ColumnSelector: Scikit-learn utility function to select specific columns in a pipeline

Implementation of a column selector class for scikit-learn pipelines.

from mlxtend.feature_selection import ColumnSelector

Overview

The ColumnSelector can be used for "manual" feature selection, e.g., as part of a grid search via a scikit-learn pipeline.

References

Example 1 - Fitting an Estimator on a Feature Subset

Load a simple benchmark dataset:

from sklearn.datasets import load_iris

iris = load_iris()
X = iris.data
y = iris.target

The ColumnSelector is a simple transformer class that selects specific columns (features) from a datast. For instance, using the transform method returns a reduced dataset that only contains two features (here: the first two features via the indices 0 and 1, respectively):

from mlxtend.feature_selection import ColumnSelector

col_selector = ColumnSelector(cols=(0, 1))
# col_selector.fit(X) # optional, does not do anything
col_selector.transform(X).shape

(150, 2)

ColumnSelector works both with numpy arrays and pandas dataframes:

import pandas as pd

iris_df = pd.DataFrame(iris.data, columns=iris.feature_names)
iris_df.head()

	sepal length (cm)	sepal width (cm)	petal length (cm)	petal width (cm)
0	5.1	3.5	1.4	0.2
1	4.9	3.0	1.4	0.2
2	4.7	3.2	1.3	0.2
3	4.6	3.1	1.5	0.2
4	5.0	3.6	1.4	0.2

col_selector = ColumnSelector(cols=("sepal length (cm)", "sepal width (cm)"))
col_selector.transform(iris_df).shape

(150, 2)

Similarly, we can use the ColumnSelector as part of a scikit-learn Pipeline:

from sklearn.neighbors import KNeighborsClassifier
from sklearn.preprocessing import StandardScaler
from sklearn.pipeline import make_pipeline


pipe = make_pipeline(StandardScaler(),
                     ColumnSelector(cols=(0, 1)),
                     KNeighborsClassifier())

pipe.fit(X, y)
pipe.score(X, y)

0.84

Example 2 - Feature Selection via GridSearch

Example 1 showed a simple useage example of the ColumnSelector; however, selecting columns from a dataset is trivial and does not require a specific transformer class since we could have achieved the same results via

classifier.fit(X[:, :2], y)
classifier.score(X[:, :2], y)

However, the ColumnSelector becomes really useful for feature selection as part of a grid search as shown in this example.

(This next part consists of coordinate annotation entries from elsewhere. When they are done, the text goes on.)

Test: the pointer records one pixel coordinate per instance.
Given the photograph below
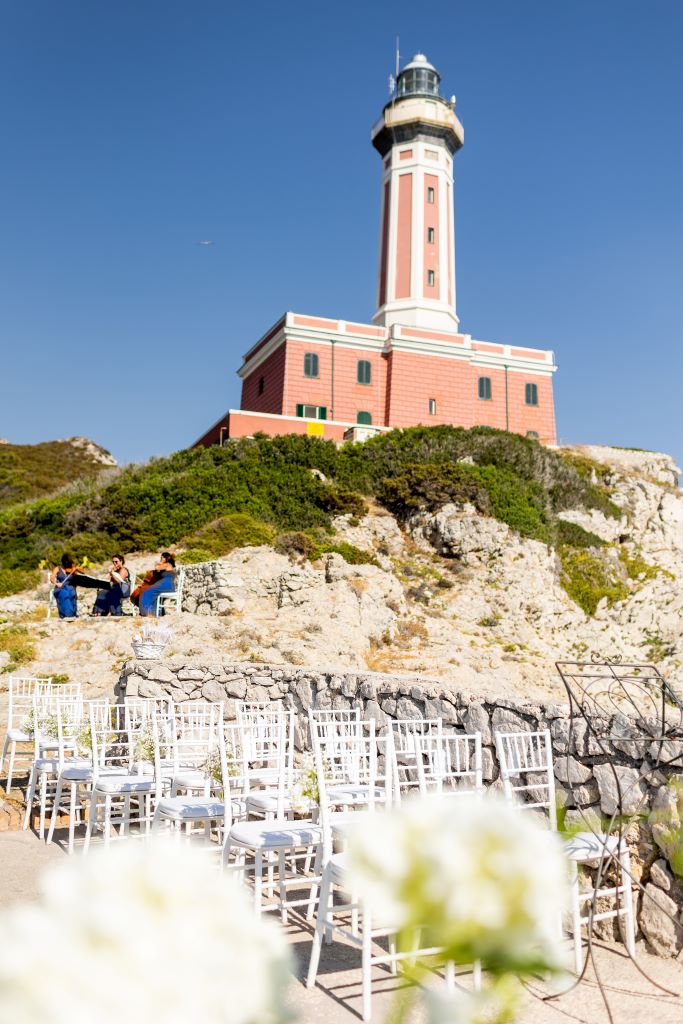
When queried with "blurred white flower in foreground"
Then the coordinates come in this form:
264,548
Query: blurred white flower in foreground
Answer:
143,932
484,880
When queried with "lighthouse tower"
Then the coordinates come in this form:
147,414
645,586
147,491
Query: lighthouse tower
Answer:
417,137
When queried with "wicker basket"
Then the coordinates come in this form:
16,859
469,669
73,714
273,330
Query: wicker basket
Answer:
147,649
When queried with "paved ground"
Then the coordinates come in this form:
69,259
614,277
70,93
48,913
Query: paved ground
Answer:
337,997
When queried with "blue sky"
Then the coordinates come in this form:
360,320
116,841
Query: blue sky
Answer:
132,130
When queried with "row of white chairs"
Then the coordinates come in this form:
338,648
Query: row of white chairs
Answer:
147,770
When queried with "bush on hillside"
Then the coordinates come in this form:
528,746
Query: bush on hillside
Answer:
588,576
28,471
270,481
223,536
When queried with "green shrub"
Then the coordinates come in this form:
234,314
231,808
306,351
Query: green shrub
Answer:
295,545
589,576
575,536
430,486
28,471
223,536
14,581
350,554
18,644
492,489
637,568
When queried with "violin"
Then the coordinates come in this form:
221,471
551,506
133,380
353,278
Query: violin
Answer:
148,580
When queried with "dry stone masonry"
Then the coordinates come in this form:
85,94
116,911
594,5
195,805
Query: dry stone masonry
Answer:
586,778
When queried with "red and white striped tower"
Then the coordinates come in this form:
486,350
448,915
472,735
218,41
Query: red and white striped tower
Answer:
417,137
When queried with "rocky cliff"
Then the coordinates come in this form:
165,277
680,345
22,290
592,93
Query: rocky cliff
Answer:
455,595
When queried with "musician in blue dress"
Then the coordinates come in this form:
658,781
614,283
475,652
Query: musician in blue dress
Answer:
162,581
65,592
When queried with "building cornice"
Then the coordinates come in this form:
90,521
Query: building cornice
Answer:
372,338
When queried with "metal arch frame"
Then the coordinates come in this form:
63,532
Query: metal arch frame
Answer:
598,691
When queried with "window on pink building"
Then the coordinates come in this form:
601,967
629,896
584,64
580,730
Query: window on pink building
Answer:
531,394
310,367
365,372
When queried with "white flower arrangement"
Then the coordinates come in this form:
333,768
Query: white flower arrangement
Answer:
141,932
47,725
152,640
304,790
480,879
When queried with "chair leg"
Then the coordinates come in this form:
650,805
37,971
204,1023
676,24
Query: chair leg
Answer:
575,920
92,818
282,875
73,793
12,751
108,819
43,802
366,966
55,810
319,929
625,865
393,965
258,881
30,797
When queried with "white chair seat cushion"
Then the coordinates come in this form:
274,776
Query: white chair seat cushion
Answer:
265,803
341,820
352,794
18,736
124,783
81,771
274,835
189,778
587,847
182,808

Load a simple benchmark dataset:

from sklearn.datasets import load_iris

iris = load_iris()
X = iris.data
y = iris.target

Create all possible combinations:

from itertools import combinations

all_comb = []
for size in range(1, 5):
    all_comb += list(combinations(range(X.shape[1]), r=size))
print(all_comb)

[(0,), (1,), (2,), (3,), (0, 1), (0, 2), (0, 3), (1, 2), (1, 3), (2, 3), (0, 1, 2), (0, 1, 3), (0, 2, 3), (1, 2, 3), (0, 1, 2, 3)]

Feature and model selection via grid search:

from mlxtend.feature_selection import ColumnSelector
from sklearn.neighbors import KNeighborsClassifier
from sklearn.preprocessing import StandardScaler
from sklearn.model_selection import GridSearchCV
from sklearn.pipeline import make_pipeline

pipe = make_pipeline(StandardScaler(),
                     ColumnSelector(),
                     KNeighborsClassifier())

param_grid = {'columnselector__cols': all_comb,
              'kneighborsclassifier__n_neighbors': list(range(1, 11))}

grid = GridSearchCV(pipe, param_grid, cv=5, n_jobs=-1)
grid.fit(X, y)
print('Best parameters:', grid.best_params_)
print('Best performance:', grid.best_score_)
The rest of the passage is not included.